Other than the 2 new cars and bigger than necessary house, we are fairly careful with our spending.  We rarely eat out.  Clothing tends to last for a while. Not much spent on jewelry after the $10,000, via a credit card loan, I spent on my wife’s engagement ring in 2009. Kids in public school. Grandparents helped the first 2 years with child care.

My prior simple lifestyle is gradually returning and I have made substantial cuts to our spending without affecting my family’s happiness. We still spend a lot of money well beyond what has been posted by doctors aiming for early financial independence. Our vacation expenses are not so simple, but also not so often — once a year. Other vacation time is visiting family and friends.

Next Up, Financial Independence

I have a strong desire to pay off our house mortgage, even though the interest rate is relatively low at 3.6%. Over the next 4 years, we hope to pay off the remaining $345,000 mortgage using the additional savings from having no more student loan payments, no more Tesla loan payments, another kid leaving daycare for public school, and other savings from cutting expenses over the last 2 years.   After the house and remaining car loan (wife’s minivan) is paid off, we should be able to live comfortably on around $80,000 a year.

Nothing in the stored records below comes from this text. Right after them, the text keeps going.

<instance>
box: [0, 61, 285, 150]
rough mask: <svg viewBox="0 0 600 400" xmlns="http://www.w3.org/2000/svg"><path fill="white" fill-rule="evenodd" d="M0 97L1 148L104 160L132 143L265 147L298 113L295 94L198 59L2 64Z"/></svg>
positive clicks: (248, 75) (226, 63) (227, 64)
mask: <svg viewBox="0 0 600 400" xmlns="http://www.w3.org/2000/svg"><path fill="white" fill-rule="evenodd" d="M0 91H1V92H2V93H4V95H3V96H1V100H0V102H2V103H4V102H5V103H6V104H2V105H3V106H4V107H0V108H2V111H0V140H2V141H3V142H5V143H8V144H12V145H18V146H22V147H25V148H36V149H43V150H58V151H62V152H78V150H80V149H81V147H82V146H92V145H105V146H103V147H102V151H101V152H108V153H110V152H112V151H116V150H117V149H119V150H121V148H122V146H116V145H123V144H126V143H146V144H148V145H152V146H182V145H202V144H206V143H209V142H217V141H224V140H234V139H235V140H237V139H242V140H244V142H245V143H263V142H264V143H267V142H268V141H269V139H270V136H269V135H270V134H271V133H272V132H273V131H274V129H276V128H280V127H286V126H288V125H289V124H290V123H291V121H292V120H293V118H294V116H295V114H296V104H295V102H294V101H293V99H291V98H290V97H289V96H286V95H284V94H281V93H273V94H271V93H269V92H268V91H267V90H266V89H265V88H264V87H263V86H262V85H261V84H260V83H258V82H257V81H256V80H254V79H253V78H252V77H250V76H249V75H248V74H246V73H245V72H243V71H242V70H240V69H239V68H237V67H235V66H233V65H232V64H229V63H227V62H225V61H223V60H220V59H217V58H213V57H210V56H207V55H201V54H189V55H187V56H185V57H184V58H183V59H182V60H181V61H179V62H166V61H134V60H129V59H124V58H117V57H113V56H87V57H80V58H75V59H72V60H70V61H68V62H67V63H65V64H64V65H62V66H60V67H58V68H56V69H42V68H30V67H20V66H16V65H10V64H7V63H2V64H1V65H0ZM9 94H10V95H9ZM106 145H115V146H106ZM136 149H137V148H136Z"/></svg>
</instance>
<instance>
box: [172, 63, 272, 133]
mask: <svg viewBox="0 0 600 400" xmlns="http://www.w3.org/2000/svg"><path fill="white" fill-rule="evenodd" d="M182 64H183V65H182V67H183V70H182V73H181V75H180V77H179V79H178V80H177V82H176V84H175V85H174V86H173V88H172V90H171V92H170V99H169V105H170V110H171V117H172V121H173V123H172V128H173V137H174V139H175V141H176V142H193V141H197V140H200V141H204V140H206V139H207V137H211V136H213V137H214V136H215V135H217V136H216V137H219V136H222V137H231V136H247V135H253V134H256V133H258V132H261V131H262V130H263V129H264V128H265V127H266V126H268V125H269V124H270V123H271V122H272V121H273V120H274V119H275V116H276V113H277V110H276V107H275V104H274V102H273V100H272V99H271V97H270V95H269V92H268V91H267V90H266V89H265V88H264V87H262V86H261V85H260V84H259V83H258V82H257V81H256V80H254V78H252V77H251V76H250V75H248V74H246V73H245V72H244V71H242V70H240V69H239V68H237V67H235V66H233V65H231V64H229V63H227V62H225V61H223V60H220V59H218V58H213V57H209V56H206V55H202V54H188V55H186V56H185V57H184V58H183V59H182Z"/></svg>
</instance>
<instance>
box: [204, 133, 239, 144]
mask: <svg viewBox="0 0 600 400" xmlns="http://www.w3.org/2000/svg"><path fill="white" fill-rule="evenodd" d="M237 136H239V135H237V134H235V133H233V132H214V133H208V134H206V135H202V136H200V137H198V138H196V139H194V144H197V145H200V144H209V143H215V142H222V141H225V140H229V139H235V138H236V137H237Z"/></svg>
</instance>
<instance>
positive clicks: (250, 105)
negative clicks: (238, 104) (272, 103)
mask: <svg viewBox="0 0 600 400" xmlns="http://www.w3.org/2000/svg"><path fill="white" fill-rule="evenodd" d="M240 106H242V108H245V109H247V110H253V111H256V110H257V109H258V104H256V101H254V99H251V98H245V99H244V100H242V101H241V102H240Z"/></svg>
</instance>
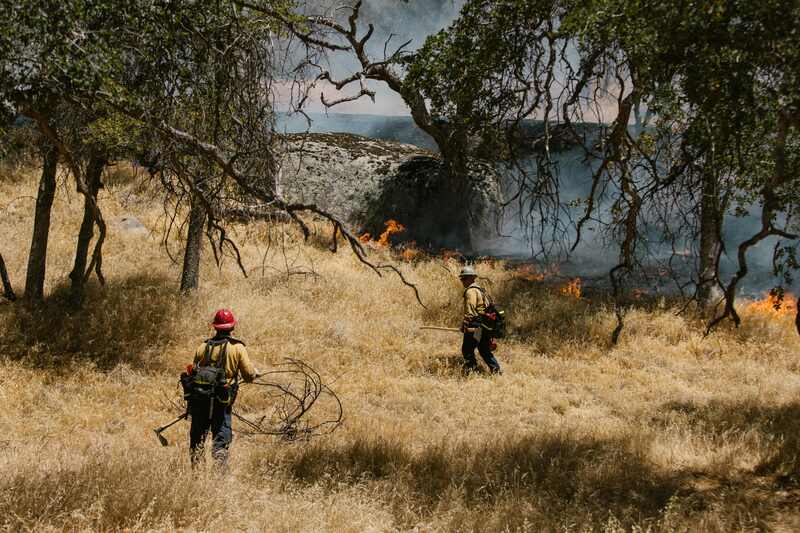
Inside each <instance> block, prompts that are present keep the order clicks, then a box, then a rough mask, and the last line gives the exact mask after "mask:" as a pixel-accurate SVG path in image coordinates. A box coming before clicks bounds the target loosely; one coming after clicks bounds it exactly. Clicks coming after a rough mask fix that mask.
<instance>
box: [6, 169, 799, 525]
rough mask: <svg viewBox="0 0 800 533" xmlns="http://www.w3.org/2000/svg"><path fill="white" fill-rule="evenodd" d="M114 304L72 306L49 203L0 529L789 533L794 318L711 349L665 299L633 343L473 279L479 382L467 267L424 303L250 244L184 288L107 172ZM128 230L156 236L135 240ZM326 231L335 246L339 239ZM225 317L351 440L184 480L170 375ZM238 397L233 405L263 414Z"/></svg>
mask: <svg viewBox="0 0 800 533" xmlns="http://www.w3.org/2000/svg"><path fill="white" fill-rule="evenodd" d="M107 182H108V186H107V187H106V189H105V190H103V191H102V192H101V197H100V202H101V206H102V208H103V210H104V213H105V217H106V219H107V221H108V223H109V236H108V240H107V244H106V247H105V261H104V267H105V273H106V277H107V279H108V283H107V285H106V286H105V287H100V286H99V285H97V283H96V281H95V280H94V278H93V279H92V282H91V287H90V291H89V298H88V302H87V305H86V309H85V310H84V311H83V312H81V313H70V312H68V310H67V308H66V307H65V306H64V304H63V302H62V296H61V295H62V294H63V293H64V292H65V288H66V286H67V274H68V272H69V270H70V268H71V261H72V256H73V253H74V246H75V239H76V234H77V228H78V225H79V223H80V217H81V210H82V201H81V200H80V198H79V197H78V195H77V194H76V193H75V192H74V188H73V187H72V186H71V185H69V184H68V183H67V184H65V185H63V186H61V187H59V190H58V197H57V202H56V205H55V207H54V213H53V228H52V234H51V244H50V248H49V255H48V286H47V288H46V290H47V294H48V295H49V296H48V299H47V302H46V303H45V305H44V307H42V308H41V309H37V310H35V311H27V310H25V309H23V308H22V307H21V306H20V305H12V304H7V303H6V304H0V398H1V399H2V403H3V407H2V409H0V525H1V526H2V527H3V528H4V529H7V530H9V531H11V530H13V531H16V530H19V529H31V530H37V531H41V530H46V529H58V530H60V529H68V530H85V529H93V530H118V529H127V530H130V531H133V530H172V529H175V528H179V529H188V530H270V531H394V530H418V531H453V530H458V531H502V530H530V531H542V530H546V531H562V530H563V531H586V530H608V531H621V530H631V529H637V530H653V531H662V530H669V531H675V530H678V531H696V530H710V531H731V530H764V529H775V530H780V529H782V530H785V531H790V530H796V529H797V528H798V527H800V511H798V505H797V504H798V502H800V491H798V490H797V488H798V481H800V469H799V465H800V458H798V457H799V456H798V452H800V448H798V439H800V401H798V399H797V398H798V390H800V343H798V337H797V334H796V332H795V331H794V329H793V324H792V318H791V317H789V316H784V315H781V314H779V313H775V312H773V311H772V310H771V309H770V308H769V307H767V308H765V309H759V308H758V307H745V306H743V308H742V312H743V314H744V317H745V323H744V326H743V327H742V328H740V329H738V330H732V329H726V328H722V329H720V330H719V331H718V332H716V333H714V334H713V335H711V336H709V337H703V334H702V333H703V328H702V324H701V323H700V322H698V321H696V320H694V319H692V318H690V317H685V316H678V315H677V314H676V311H677V309H674V308H672V307H671V306H670V304H669V303H668V302H664V301H658V300H656V301H643V302H642V304H641V305H642V306H641V309H637V310H634V311H632V312H631V313H630V314H629V316H628V319H627V327H626V329H625V331H624V332H623V335H622V337H621V341H620V344H619V345H618V346H616V347H613V348H612V347H610V346H609V345H608V336H609V333H610V331H611V329H612V327H613V323H614V320H613V315H612V314H611V313H610V312H609V311H608V310H607V309H606V308H605V307H604V305H603V296H602V295H600V294H596V295H592V294H589V295H584V297H582V298H576V297H575V296H574V295H569V294H562V291H561V286H560V283H559V282H556V281H551V280H549V279H545V280H543V281H538V280H536V279H533V278H534V277H532V276H525V275H522V274H520V273H519V272H516V271H514V270H513V269H510V268H507V265H504V264H503V263H501V262H485V263H482V264H479V265H478V270H479V272H480V273H481V274H482V275H483V276H485V278H487V284H488V286H489V287H490V289H491V291H492V292H493V293H494V294H495V296H496V299H497V300H499V301H500V302H502V303H503V304H504V306H505V307H506V308H508V310H509V313H510V316H511V329H512V333H513V335H512V337H511V338H510V339H508V340H506V341H504V342H502V343H501V346H500V349H499V350H498V358H499V360H500V363H501V365H503V368H504V372H505V373H504V375H502V376H500V377H489V376H488V375H477V376H470V377H465V376H463V375H462V374H461V372H460V371H459V361H460V355H459V344H460V338H459V337H458V336H457V335H452V334H447V333H438V332H424V331H420V330H419V329H418V328H419V326H421V325H423V324H440V325H450V326H455V325H457V324H458V323H459V310H460V294H461V290H460V285H459V283H458V280H457V278H456V277H455V272H457V269H458V268H459V265H458V264H457V263H456V262H455V261H454V260H447V259H442V258H433V259H422V260H419V261H417V262H415V263H413V264H412V263H405V262H402V261H401V260H400V258H398V257H393V255H392V253H391V252H390V251H389V250H385V249H378V248H375V249H373V251H372V256H373V257H374V258H375V259H376V260H382V261H396V262H398V263H399V264H400V265H401V266H400V268H401V269H402V270H403V272H404V273H405V274H406V276H407V277H408V278H409V279H410V280H411V281H413V282H415V283H417V284H418V285H419V288H420V291H421V294H422V298H423V300H424V302H425V303H426V304H427V306H428V309H427V310H425V309H423V308H421V307H420V306H418V305H417V304H416V302H415V300H414V297H413V294H412V293H411V291H410V290H409V289H408V288H407V287H405V286H404V285H403V284H402V283H401V282H400V280H399V279H397V278H396V277H395V276H392V275H388V274H387V275H385V276H384V277H378V276H376V275H375V274H374V273H373V272H371V271H370V270H369V269H367V268H365V267H363V266H362V265H360V264H359V263H358V262H357V261H356V260H355V259H354V258H353V256H352V255H351V254H350V253H348V252H347V250H345V249H344V248H340V251H339V253H337V254H332V253H331V252H330V251H328V250H327V243H326V242H325V239H324V238H323V237H322V236H320V237H314V238H312V239H311V240H310V242H308V243H304V242H303V241H302V240H301V239H300V238H299V237H300V236H299V234H298V233H297V232H296V231H294V230H293V229H291V228H289V227H282V226H278V225H273V226H267V225H264V224H255V225H251V226H248V227H244V226H242V227H236V228H234V229H233V231H232V237H233V238H234V240H235V241H236V242H237V243H238V244H239V245H240V246H241V249H242V252H243V256H244V263H245V265H246V266H247V267H248V269H249V276H248V277H247V278H246V279H245V278H244V277H243V276H242V274H241V273H240V272H239V271H238V269H237V268H236V265H235V263H234V261H233V260H231V259H230V258H226V259H224V261H223V263H222V267H221V268H217V266H216V264H215V263H214V261H213V258H212V256H211V253H210V249H208V248H206V250H205V251H206V253H205V261H204V263H203V269H202V287H201V290H200V291H199V292H198V293H197V294H196V295H193V296H191V297H180V296H178V295H177V285H178V279H179V276H180V264H179V262H178V263H175V262H173V261H171V260H170V257H169V254H168V253H167V250H169V251H170V252H171V253H172V254H173V255H175V256H176V257H178V258H180V257H181V255H180V250H181V243H180V241H179V240H178V238H177V237H176V235H177V233H173V235H172V236H171V237H170V238H169V239H167V249H165V247H164V246H163V245H162V244H161V242H162V239H163V237H164V232H165V227H166V226H167V223H168V221H167V220H166V219H165V217H164V210H163V208H162V204H161V201H160V198H159V195H158V193H157V191H156V190H155V189H150V188H149V187H148V186H147V185H146V184H142V183H141V181H140V180H138V179H136V178H135V177H134V176H132V175H131V173H130V172H129V171H127V170H124V169H123V170H119V171H117V172H114V173H112V175H110V176H109V178H108V179H107ZM36 186H37V181H36V172H35V171H31V172H22V173H17V174H13V175H12V173H10V172H6V173H5V175H3V176H2V177H0V210H1V211H0V235H2V239H1V240H0V252H1V253H2V254H3V255H4V257H5V258H6V262H7V263H8V267H9V272H10V275H11V278H12V281H13V282H14V284H15V288H16V289H17V291H18V292H22V285H23V281H24V270H25V261H26V258H27V250H28V247H29V245H30V243H29V238H30V233H31V228H32V212H33V204H34V199H33V198H34V197H35V194H36ZM129 216H135V217H136V218H137V219H138V220H140V221H141V222H142V224H143V225H144V226H145V228H146V229H147V231H144V232H138V233H132V232H126V231H124V230H123V225H124V224H122V223H121V220H122V218H125V217H129ZM320 232H321V234H323V232H324V235H329V233H330V232H329V230H328V229H327V228H322V227H321V228H320ZM222 306H227V307H231V308H232V309H233V311H234V312H235V314H236V315H237V317H238V318H239V320H240V326H239V327H238V328H237V334H238V336H240V337H241V338H243V339H244V340H245V341H246V342H247V344H248V347H249V349H250V353H251V355H252V356H253V359H254V360H255V361H256V362H257V365H258V366H259V367H260V368H262V369H269V368H272V367H273V366H274V365H276V364H278V363H280V362H281V361H282V359H283V358H285V357H294V358H299V359H302V360H304V361H306V362H308V363H309V364H311V365H313V366H314V367H315V368H316V369H317V370H318V371H320V373H321V374H322V375H323V376H324V377H325V378H326V380H327V381H328V382H329V383H330V384H331V386H332V387H333V388H334V390H335V391H336V392H337V393H338V395H339V397H340V398H341V400H342V402H343V405H344V414H345V420H344V424H343V426H342V427H341V428H340V429H338V430H337V431H336V432H335V433H333V434H332V435H330V436H326V437H321V438H318V439H314V440H312V441H310V442H308V443H301V442H295V443H287V442H282V441H279V440H277V439H275V440H269V439H266V438H256V437H245V436H243V435H242V434H241V433H236V432H237V430H238V429H239V428H238V425H237V423H236V422H234V432H235V434H236V436H235V438H234V444H233V448H232V455H231V463H232V464H231V472H230V473H229V474H228V475H220V474H218V473H216V472H214V470H213V469H210V468H209V469H206V470H203V471H202V472H200V473H197V474H195V473H192V472H191V470H190V468H189V464H188V463H189V461H188V425H187V424H185V423H183V424H181V425H179V426H176V428H173V429H170V430H168V433H166V434H167V435H168V436H169V437H170V440H171V443H172V444H171V445H170V446H169V447H161V446H159V445H158V442H157V441H156V439H155V437H154V436H153V433H152V428H154V427H156V426H158V425H160V424H163V423H165V422H167V421H169V420H170V419H171V418H172V417H173V416H174V415H175V414H176V413H175V410H174V409H171V408H170V407H169V405H168V403H167V401H166V399H165V398H173V397H175V395H176V384H177V375H178V374H179V373H180V371H181V369H182V368H183V367H184V366H185V364H186V363H187V362H189V360H190V358H191V354H192V353H193V351H194V349H195V347H196V346H197V345H198V344H199V343H200V342H201V341H202V340H203V339H204V338H205V337H206V336H208V335H209V327H208V325H207V323H208V321H209V320H210V318H211V316H212V313H213V311H214V310H215V309H216V308H218V307H222ZM255 392H256V391H254V390H252V389H250V390H248V389H247V388H243V389H242V392H241V395H240V401H239V404H240V408H241V409H243V410H248V409H249V410H255V409H257V408H263V407H267V406H266V405H265V400H264V399H263V398H261V397H259V396H258V395H257V394H256V393H255Z"/></svg>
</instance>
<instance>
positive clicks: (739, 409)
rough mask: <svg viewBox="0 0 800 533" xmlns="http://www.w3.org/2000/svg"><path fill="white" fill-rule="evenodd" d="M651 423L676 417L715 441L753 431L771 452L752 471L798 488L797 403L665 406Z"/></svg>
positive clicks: (797, 412)
mask: <svg viewBox="0 0 800 533" xmlns="http://www.w3.org/2000/svg"><path fill="white" fill-rule="evenodd" d="M659 412H660V413H661V414H660V416H657V417H654V421H656V422H658V421H665V419H667V418H669V416H670V415H673V414H679V415H680V416H683V417H685V418H686V419H687V421H688V423H689V424H690V425H692V426H694V427H698V428H700V429H701V430H702V431H703V432H704V433H708V434H710V435H712V436H714V437H715V438H724V437H727V438H730V436H731V435H734V434H743V433H746V432H753V431H756V432H758V433H761V434H762V435H764V436H765V437H767V438H768V439H769V440H770V441H771V442H772V443H773V444H772V446H771V450H770V453H769V454H768V456H767V457H765V458H764V460H762V461H761V463H760V464H759V465H758V466H757V467H756V468H755V471H754V472H753V473H754V474H755V475H759V476H771V477H773V478H774V480H775V482H777V483H779V484H781V485H783V486H791V487H795V488H800V402H791V403H787V404H782V405H774V404H773V405H770V404H764V403H760V402H758V401H757V400H756V399H755V398H753V399H748V400H744V401H741V402H721V401H711V402H709V403H707V404H703V405H698V404H695V403H692V402H669V403H666V404H664V405H663V406H662V407H661V409H659Z"/></svg>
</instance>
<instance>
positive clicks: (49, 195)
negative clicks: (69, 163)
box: [25, 147, 58, 303]
mask: <svg viewBox="0 0 800 533" xmlns="http://www.w3.org/2000/svg"><path fill="white" fill-rule="evenodd" d="M42 160H43V166H42V177H41V179H40V180H39V192H38V193H37V195H36V214H35V215H34V220H33V237H32V238H31V250H30V254H29V255H28V270H27V272H26V275H25V300H26V301H27V302H29V303H32V302H41V301H42V299H43V298H44V279H45V271H46V268H47V240H48V238H49V236H50V212H51V211H52V208H53V199H54V198H55V194H56V167H57V166H58V148H55V147H46V148H43V149H42Z"/></svg>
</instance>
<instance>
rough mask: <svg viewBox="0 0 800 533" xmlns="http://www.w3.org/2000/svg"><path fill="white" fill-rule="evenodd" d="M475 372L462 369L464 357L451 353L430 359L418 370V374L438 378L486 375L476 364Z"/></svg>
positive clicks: (485, 371)
mask: <svg viewBox="0 0 800 533" xmlns="http://www.w3.org/2000/svg"><path fill="white" fill-rule="evenodd" d="M478 365H479V366H478V368H477V369H476V370H467V369H466V368H465V367H464V357H463V356H462V355H460V354H459V355H453V354H452V353H448V354H440V355H436V356H432V357H430V358H429V359H428V360H427V361H426V362H425V363H424V364H423V365H422V366H421V368H420V373H422V374H425V375H433V376H436V377H440V378H465V377H468V376H470V375H475V374H477V375H480V374H485V373H487V370H486V369H484V368H483V367H482V366H480V363H478Z"/></svg>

With my current free time on Thursdays and Fridays, I may pursue a low volume cash practice to engage with patients who are more motivated to improve their health via lifestyle medicine, a relatively new field that I have board certification in.  If I did achieve financial independence sooner by not making the 4 large mistakes listed above, I likely would transition full time to a lower volume type practice as it is simply more enjoyable, many patients want more time to interact with their doctors to solve their medical problems, and patients get healthier quickly.  As a family doctor, I have not found anything more rewarding than seeing patients basically cure themselves of their diabetes, high blood pressure, and other serious problems after guided instruction and coaching from their doctor to radically change their lifestyle habits.

I do not have any regrets on my financial journey so far.  I have lived and learned from prior mistakes, overcome a $510,000 debt, enjoyed some of the more expensive things in life, continued to invest significantly in nonprofit charities, and still have a significant amount of money saved and invested while working as an employed family doctor.  As long as we do not buy a new car in the next 8 years, hopefully, no new cars ever again, we should be well on our way to financial independence in 8 years, 18 years post-residency, though I don’t feel any need to not work as I already have a 4 day weekend and at least somewhat enjoy the work.